A bagilla, enquanto prato concreto, nasce da necessidade de aproveitar as favas secas, historicamente uma fonte de proteína importante e disponível todo o ano. A cozedura lenta das leguminosas em recipientes enormes é muito típica desta região.
A base da bagilla são as favas secas. Antes de as cozer é preciso demolhá-las, normalmente de um dia para o outro, para que amoleçam e o tempo de cozedura encurte. Depois cozem em muita água, muitas vezes em caldeirões metálicos gigantes postos mesmo na rua. A cozedura demora várias horas, até as favas ficarem macias, mas sem se desfazerem. A pele mantém-se firme depois de cozida, enquanto o interior ganha uma textura cremosa.
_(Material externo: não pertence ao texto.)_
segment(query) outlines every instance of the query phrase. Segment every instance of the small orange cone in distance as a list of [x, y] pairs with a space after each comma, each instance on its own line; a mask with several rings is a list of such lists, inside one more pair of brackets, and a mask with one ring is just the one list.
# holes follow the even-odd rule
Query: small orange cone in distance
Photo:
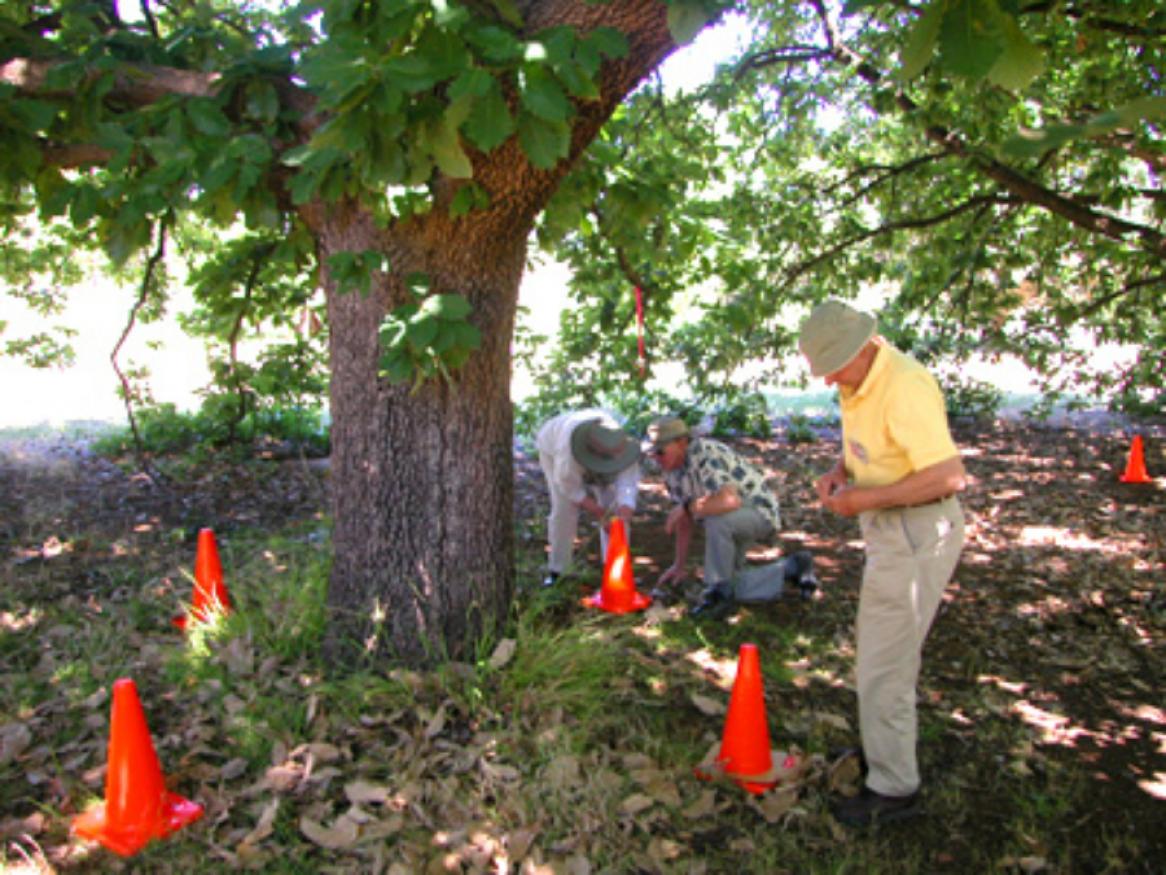
[[230, 610], [231, 596], [223, 582], [223, 564], [219, 562], [215, 532], [203, 528], [198, 532], [198, 552], [195, 553], [195, 595], [190, 611], [170, 622], [178, 629], [185, 629], [190, 617], [203, 622], [211, 614], [225, 614]]
[[167, 791], [138, 687], [129, 678], [119, 679], [113, 685], [105, 803], [73, 818], [73, 832], [131, 856], [202, 816], [202, 805]]
[[599, 592], [583, 600], [588, 608], [599, 608], [609, 614], [630, 614], [644, 610], [652, 598], [635, 590], [632, 574], [632, 554], [627, 548], [627, 533], [619, 517], [611, 523], [607, 540], [607, 558], [603, 566], [603, 586]]
[[1146, 473], [1146, 459], [1142, 449], [1142, 435], [1133, 435], [1130, 444], [1130, 457], [1125, 462], [1125, 473], [1121, 477], [1123, 483], [1153, 483]]
[[[770, 726], [765, 718], [761, 665], [756, 644], [742, 644], [737, 654], [737, 678], [729, 696], [724, 735], [717, 763], [730, 777], [765, 775], [773, 769]], [[751, 793], [764, 793], [777, 782], [738, 780]]]

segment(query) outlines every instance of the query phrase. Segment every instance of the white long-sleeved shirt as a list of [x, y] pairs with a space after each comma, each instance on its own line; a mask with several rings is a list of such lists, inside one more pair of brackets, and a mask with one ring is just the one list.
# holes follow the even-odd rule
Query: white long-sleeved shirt
[[571, 454], [571, 434], [584, 422], [598, 419], [605, 428], [619, 428], [619, 422], [607, 411], [590, 408], [560, 413], [548, 419], [534, 440], [540, 460], [550, 460], [546, 470], [550, 471], [552, 483], [567, 498], [578, 504], [586, 497], [588, 485], [600, 485], [610, 482], [614, 487], [614, 506], [635, 508], [635, 494], [640, 485], [640, 466], [632, 463], [610, 481], [600, 480], [590, 474]]

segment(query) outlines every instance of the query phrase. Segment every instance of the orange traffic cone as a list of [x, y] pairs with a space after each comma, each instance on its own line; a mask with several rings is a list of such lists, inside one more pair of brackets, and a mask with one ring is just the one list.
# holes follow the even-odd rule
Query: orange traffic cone
[[1130, 444], [1130, 457], [1125, 462], [1125, 473], [1121, 477], [1123, 483], [1153, 483], [1146, 473], [1146, 460], [1142, 453], [1142, 435], [1133, 435], [1133, 443]]
[[215, 544], [215, 532], [203, 528], [198, 532], [198, 552], [195, 554], [195, 595], [190, 610], [170, 622], [178, 629], [185, 629], [192, 617], [197, 622], [205, 621], [212, 614], [226, 614], [231, 610], [231, 596], [223, 582], [223, 565], [218, 558], [218, 546]]
[[584, 598], [583, 604], [610, 614], [628, 614], [633, 610], [644, 610], [652, 604], [651, 596], [635, 592], [632, 554], [627, 550], [624, 520], [619, 517], [611, 523], [607, 558], [603, 565], [603, 586], [598, 593]]
[[167, 791], [138, 687], [129, 678], [115, 681], [105, 803], [73, 818], [73, 832], [131, 856], [202, 816], [202, 805]]
[[[764, 776], [773, 769], [770, 726], [765, 718], [761, 665], [756, 644], [742, 644], [737, 654], [737, 679], [729, 696], [729, 715], [721, 738], [717, 762], [731, 777]], [[777, 782], [737, 782], [751, 793], [764, 793]]]

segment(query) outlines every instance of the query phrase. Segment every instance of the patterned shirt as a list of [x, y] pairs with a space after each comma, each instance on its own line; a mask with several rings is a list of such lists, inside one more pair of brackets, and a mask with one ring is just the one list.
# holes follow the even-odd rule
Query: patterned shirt
[[773, 524], [774, 531], [781, 530], [778, 496], [765, 485], [765, 475], [721, 441], [690, 439], [684, 464], [665, 471], [663, 481], [676, 504], [712, 495], [731, 484], [740, 495], [742, 508], [753, 508]]

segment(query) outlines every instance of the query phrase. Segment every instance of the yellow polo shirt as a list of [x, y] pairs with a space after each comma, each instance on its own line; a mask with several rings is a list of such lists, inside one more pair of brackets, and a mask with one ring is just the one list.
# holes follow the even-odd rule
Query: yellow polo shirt
[[879, 341], [857, 390], [838, 387], [847, 471], [857, 487], [885, 487], [960, 455], [943, 393], [919, 362]]

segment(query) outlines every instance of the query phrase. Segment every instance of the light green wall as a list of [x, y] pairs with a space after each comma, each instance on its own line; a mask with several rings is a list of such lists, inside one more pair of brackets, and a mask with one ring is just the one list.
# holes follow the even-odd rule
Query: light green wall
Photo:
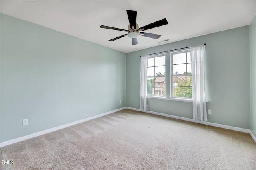
[[256, 17], [250, 25], [250, 129], [256, 136]]
[[125, 53], [3, 14], [0, 21], [1, 142], [126, 106]]
[[[127, 105], [140, 108], [141, 55], [206, 43], [206, 76], [209, 122], [249, 128], [249, 26], [126, 54]], [[150, 111], [192, 118], [192, 102], [148, 99]]]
Muita gente descasca as favas dentro da própria boca. Basta apertar a fava suavemente entre os dentes: o interior macio salta para a boca e a pele rija cospe-se ou põe-se de lado. Outros preferem comê-las inteiras, com pele e tudo.

Quase sempre a bagilla leva uma boa mão-cheia de sumagre (o sumagre-dos-tintureiros). O sumagre dá ao prato um sabor ácido marcado e uma cor avermelhada. A água da cozedura, que ao longo do processo ganha uma cor escura e um sabor intenso a favas, no Iraque não se deita fora. Muitos comensais bebem esse caldo à parte ou tomam-no como sopa, juntamente com as favas. Atribuem-lhe propriedades reconstituintes e dizem que aquece, sobretudo nas manhãs frias.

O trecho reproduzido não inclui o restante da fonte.